When by opposing testimony, reasonable doubt is thrown upon a prima facie case of guilt, it can no longer be said that the party accused is proved guilty, beyond a reasonable doubt. The jury are to judge upon the effect of the testimony, taken together. It was in our judgment too strong, to instruct the jury, that they must convict the accused, unless he had proved to their reasonable satisfaction, that he came by the sheep otherwise than by stealing. Proof of good character, may sometimes be the only mode by which an innocent man can repel the presumption of guilt, arising from the recent possession of stolen goods. As for instance, where the party really guilty, to avoid detection, thrusts, unobserved in a crowd, the article stolen into the pocket of another man.

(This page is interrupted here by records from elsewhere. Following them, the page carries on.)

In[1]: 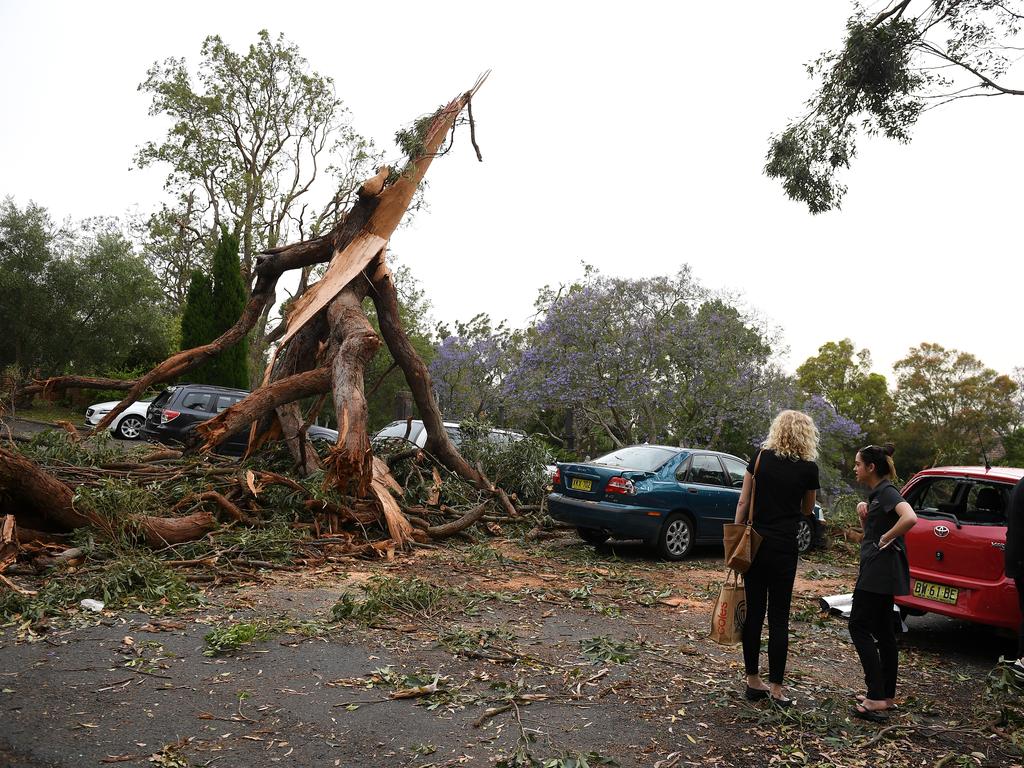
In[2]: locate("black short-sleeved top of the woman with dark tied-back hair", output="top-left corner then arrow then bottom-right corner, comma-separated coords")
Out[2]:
857,480 -> 910,595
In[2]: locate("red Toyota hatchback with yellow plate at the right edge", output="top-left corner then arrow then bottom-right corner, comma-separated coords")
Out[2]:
896,467 -> 1024,630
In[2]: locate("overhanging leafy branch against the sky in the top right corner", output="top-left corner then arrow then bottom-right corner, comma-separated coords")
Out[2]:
765,0 -> 1024,213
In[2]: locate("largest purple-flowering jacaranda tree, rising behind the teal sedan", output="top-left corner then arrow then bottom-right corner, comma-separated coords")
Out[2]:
505,267 -> 785,454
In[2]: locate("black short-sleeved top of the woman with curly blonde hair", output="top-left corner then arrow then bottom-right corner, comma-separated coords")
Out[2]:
746,449 -> 821,552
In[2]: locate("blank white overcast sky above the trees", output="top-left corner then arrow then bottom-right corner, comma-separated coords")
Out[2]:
0,0 -> 1024,382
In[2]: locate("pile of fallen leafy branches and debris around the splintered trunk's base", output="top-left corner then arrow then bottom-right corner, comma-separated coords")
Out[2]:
0,424 -> 547,622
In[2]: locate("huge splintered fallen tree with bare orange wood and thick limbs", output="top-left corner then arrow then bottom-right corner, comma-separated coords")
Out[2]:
0,76 -> 517,561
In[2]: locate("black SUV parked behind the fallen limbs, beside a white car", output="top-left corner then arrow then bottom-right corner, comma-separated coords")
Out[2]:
145,384 -> 249,456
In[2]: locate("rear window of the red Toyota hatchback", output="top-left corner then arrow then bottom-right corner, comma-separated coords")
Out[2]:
907,477 -> 1011,525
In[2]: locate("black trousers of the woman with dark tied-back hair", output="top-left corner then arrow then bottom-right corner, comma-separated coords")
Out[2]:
850,590 -> 899,700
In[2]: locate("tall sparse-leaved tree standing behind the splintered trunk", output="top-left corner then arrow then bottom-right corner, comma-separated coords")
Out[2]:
136,30 -> 375,304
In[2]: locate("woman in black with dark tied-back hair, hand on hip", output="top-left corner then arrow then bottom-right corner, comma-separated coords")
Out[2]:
850,442 -> 918,722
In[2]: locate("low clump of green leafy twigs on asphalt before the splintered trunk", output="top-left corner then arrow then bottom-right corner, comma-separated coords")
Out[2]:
331,575 -> 473,625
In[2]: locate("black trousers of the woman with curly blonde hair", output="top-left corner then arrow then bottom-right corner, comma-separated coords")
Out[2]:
742,542 -> 797,685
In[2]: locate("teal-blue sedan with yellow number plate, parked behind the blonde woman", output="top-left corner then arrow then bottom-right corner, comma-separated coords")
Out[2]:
548,444 -> 824,560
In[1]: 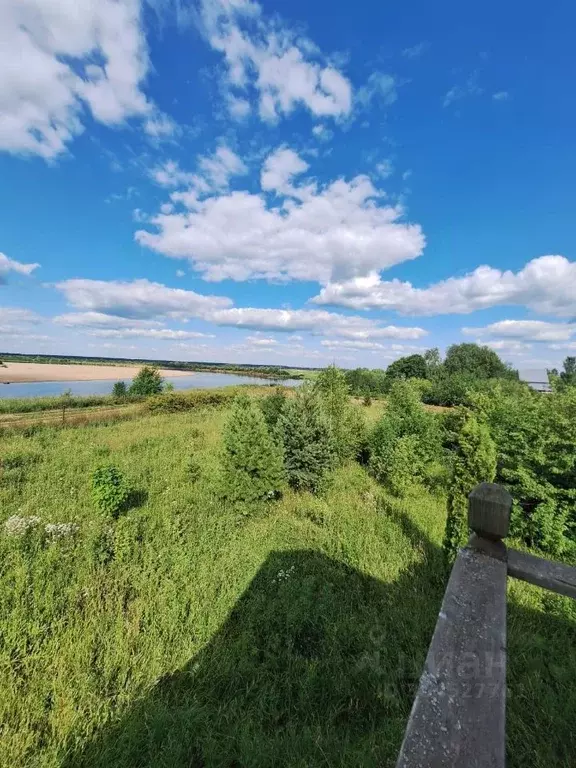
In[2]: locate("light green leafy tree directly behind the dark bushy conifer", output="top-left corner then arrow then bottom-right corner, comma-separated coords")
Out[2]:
314,365 -> 365,462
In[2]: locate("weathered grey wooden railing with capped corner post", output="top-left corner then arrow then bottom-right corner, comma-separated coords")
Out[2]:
397,483 -> 576,768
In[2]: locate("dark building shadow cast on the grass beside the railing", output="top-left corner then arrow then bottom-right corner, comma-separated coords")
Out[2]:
62,514 -> 573,768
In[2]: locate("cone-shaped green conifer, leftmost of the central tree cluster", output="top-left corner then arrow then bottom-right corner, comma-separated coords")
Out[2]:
222,395 -> 284,502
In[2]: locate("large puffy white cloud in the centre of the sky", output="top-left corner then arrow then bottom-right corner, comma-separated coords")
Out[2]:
136,147 -> 425,284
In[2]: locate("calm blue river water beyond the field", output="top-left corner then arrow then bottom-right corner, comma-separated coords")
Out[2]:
0,373 -> 302,398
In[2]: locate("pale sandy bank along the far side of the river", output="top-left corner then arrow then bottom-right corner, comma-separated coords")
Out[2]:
0,363 -> 193,384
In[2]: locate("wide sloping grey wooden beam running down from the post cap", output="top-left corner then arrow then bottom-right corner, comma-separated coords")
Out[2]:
397,549 -> 506,768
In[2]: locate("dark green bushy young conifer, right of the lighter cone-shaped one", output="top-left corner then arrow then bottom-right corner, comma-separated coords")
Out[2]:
277,387 -> 336,492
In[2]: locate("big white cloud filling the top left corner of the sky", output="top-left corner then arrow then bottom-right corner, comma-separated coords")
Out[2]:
0,0 -> 173,159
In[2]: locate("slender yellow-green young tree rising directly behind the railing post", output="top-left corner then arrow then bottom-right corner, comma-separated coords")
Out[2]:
442,408 -> 496,566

This may be done, and the innocent party be unconscious of it at the time. And yet good character is not proof of innocence, although it may be sufficient to raise a reasonable doubt of guilt.

The case finds, that the defendant did adduce evidence, tending to prove that he bought the sheep of a stranger. It may be easily conceived, that this proof may have been strong enough, to create in the minds of the jury a reasonable doubt of his guilt; and yet fall short of establishing the fact beyond a reasonable doubt, that he did so purchase them. In such a case, the instruction required a conviction, although every one of the jury might entertain reasonable doubts of his guilt.